Family traditions are integral parts of a family business. They bind you together and can offer an invaluable sense of belonging. But as society changes, so too does the construct of what a “traditional” family looks like. With an increasing number of blended families, varied cultures, religions and generations, modern families have many opinions and emotions to contend with. When there is a lack of respect for these differences, we find a lack of trust begins to feed into the family system. Expectations are not always met, and conflicts, disappointments and resentments chip away.

If individual family members do not undertake a personal inventory and examine their long-held beliefs, then those beliefs will continue to dictate their future behaviors and disrupt the entire family business ecosystem.
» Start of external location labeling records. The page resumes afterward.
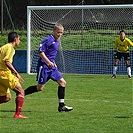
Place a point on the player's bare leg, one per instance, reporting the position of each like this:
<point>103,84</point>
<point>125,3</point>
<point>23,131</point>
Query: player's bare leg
<point>128,68</point>
<point>61,94</point>
<point>6,98</point>
<point>115,68</point>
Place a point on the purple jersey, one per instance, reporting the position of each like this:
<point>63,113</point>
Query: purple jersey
<point>50,47</point>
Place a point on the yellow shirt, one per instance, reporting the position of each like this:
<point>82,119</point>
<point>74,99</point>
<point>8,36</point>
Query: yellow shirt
<point>6,54</point>
<point>122,46</point>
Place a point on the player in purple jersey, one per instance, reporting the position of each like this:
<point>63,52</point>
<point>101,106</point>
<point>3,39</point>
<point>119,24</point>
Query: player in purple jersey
<point>47,69</point>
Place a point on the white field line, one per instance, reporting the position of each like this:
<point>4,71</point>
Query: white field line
<point>86,100</point>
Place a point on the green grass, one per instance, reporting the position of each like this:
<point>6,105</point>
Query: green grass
<point>101,105</point>
<point>72,40</point>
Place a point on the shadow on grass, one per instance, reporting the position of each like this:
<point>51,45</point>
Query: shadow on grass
<point>122,117</point>
<point>13,111</point>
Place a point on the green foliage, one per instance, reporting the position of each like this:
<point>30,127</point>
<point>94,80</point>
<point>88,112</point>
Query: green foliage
<point>101,105</point>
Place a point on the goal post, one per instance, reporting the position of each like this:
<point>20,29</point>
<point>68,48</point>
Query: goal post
<point>87,44</point>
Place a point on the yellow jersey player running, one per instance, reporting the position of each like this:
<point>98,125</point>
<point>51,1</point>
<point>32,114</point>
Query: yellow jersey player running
<point>7,79</point>
<point>121,49</point>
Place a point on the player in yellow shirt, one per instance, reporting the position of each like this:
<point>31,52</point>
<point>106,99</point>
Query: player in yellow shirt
<point>7,79</point>
<point>121,49</point>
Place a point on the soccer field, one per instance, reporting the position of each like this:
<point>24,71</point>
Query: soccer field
<point>100,105</point>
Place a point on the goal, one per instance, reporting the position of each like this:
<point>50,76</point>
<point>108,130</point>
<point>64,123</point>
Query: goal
<point>90,32</point>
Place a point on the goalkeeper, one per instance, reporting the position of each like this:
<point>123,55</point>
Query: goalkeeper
<point>9,81</point>
<point>47,68</point>
<point>121,49</point>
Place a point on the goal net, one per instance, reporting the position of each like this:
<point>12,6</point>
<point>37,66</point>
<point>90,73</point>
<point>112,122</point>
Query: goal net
<point>87,43</point>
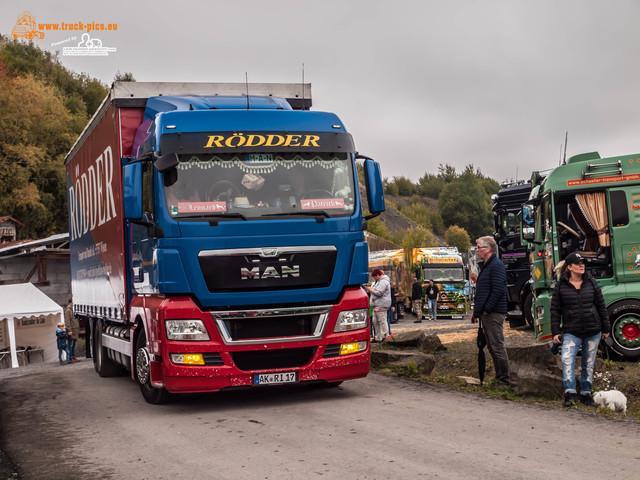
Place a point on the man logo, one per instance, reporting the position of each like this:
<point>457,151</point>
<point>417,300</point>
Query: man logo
<point>270,272</point>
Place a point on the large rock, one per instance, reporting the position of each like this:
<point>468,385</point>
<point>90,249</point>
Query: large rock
<point>426,343</point>
<point>406,339</point>
<point>423,362</point>
<point>431,344</point>
<point>535,371</point>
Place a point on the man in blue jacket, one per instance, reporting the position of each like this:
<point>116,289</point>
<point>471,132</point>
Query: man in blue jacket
<point>490,305</point>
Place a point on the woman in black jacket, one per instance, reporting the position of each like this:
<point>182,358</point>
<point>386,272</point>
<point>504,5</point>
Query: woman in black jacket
<point>579,318</point>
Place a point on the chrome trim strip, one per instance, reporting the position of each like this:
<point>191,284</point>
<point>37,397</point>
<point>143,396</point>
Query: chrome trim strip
<point>323,313</point>
<point>266,252</point>
<point>117,344</point>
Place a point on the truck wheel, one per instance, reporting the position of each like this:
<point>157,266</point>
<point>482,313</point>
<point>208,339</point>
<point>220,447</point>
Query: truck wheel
<point>102,363</point>
<point>150,393</point>
<point>527,306</point>
<point>625,328</point>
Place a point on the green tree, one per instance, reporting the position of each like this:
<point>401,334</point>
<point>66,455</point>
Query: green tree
<point>390,188</point>
<point>447,173</point>
<point>43,109</point>
<point>37,132</point>
<point>457,237</point>
<point>466,203</point>
<point>413,237</point>
<point>430,185</point>
<point>124,77</point>
<point>405,186</point>
<point>419,213</point>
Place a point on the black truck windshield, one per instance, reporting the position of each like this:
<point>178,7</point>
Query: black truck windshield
<point>444,274</point>
<point>261,185</point>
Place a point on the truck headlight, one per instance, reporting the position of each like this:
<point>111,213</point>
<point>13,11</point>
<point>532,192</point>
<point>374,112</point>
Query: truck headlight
<point>186,330</point>
<point>351,320</point>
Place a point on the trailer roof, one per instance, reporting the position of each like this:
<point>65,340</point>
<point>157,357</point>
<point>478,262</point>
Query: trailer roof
<point>136,94</point>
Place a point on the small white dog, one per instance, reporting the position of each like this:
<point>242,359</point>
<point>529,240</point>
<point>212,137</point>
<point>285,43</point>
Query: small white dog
<point>613,399</point>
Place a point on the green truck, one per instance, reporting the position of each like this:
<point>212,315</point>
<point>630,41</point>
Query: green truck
<point>589,205</point>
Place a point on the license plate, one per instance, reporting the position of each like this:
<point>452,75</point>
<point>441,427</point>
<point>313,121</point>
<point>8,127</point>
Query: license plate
<point>275,378</point>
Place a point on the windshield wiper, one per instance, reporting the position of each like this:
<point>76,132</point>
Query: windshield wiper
<point>212,215</point>
<point>319,214</point>
<point>315,213</point>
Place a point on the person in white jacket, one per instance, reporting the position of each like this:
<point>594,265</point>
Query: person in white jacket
<point>380,302</point>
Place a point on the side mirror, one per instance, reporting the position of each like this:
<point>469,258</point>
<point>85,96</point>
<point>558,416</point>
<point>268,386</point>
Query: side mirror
<point>528,221</point>
<point>166,162</point>
<point>375,190</point>
<point>132,188</point>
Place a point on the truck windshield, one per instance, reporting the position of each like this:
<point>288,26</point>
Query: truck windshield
<point>261,185</point>
<point>443,274</point>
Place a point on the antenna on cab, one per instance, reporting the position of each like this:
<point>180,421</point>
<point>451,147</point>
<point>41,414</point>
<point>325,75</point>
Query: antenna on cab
<point>303,87</point>
<point>246,81</point>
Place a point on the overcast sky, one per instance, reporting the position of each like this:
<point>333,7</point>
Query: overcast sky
<point>418,83</point>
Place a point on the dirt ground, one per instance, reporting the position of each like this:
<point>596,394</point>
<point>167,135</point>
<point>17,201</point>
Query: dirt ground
<point>460,360</point>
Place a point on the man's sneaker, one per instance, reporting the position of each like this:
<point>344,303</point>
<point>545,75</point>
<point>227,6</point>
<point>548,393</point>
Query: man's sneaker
<point>587,399</point>
<point>568,400</point>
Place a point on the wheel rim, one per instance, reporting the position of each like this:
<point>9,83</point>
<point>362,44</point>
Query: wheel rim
<point>626,331</point>
<point>143,365</point>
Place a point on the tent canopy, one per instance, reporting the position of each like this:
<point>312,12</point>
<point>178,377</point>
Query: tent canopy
<point>25,300</point>
<point>30,317</point>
Reimagining and realigning your family traditions is the gateway for emotional safety, and when utilized both in the boardroom and at home, they can create a family culture that transcends past, present and future generations.

I invite you to begin the process of ACT by taking some time away from your office and home environment to allow yourself to become curious about your beliefs, behaviors and emotional triggers.

Here are some questions to help you get started, or you can jump right into the tool here if you are curious:

  • What traditions from your family have you carried with you into your adult life?
  • How can you move from being a risk-taker to a risk manager?
  • How can you ensure that your succession is not high-risk but is built on awareness, choice and transformation?
  • Is your Next Gen adequately prepared to manage potential risks that they will inevitably face?
  • Do you find yourself repeating the same mistakes without understanding why or how to change?
  • Is there a tradition that you would like to let go of?
  • Would you like to live and work together with clarity and harmony, so that everyone feels equipped and prepared to manage the unique complexities and challenges associated with family businesses? If so, maybe it’s time for a family audit.

I always say to my clients: If you want something different, you have to do something different, and in order to do something different you have got to become different. The choice is yours and the transformation is ready and waiting.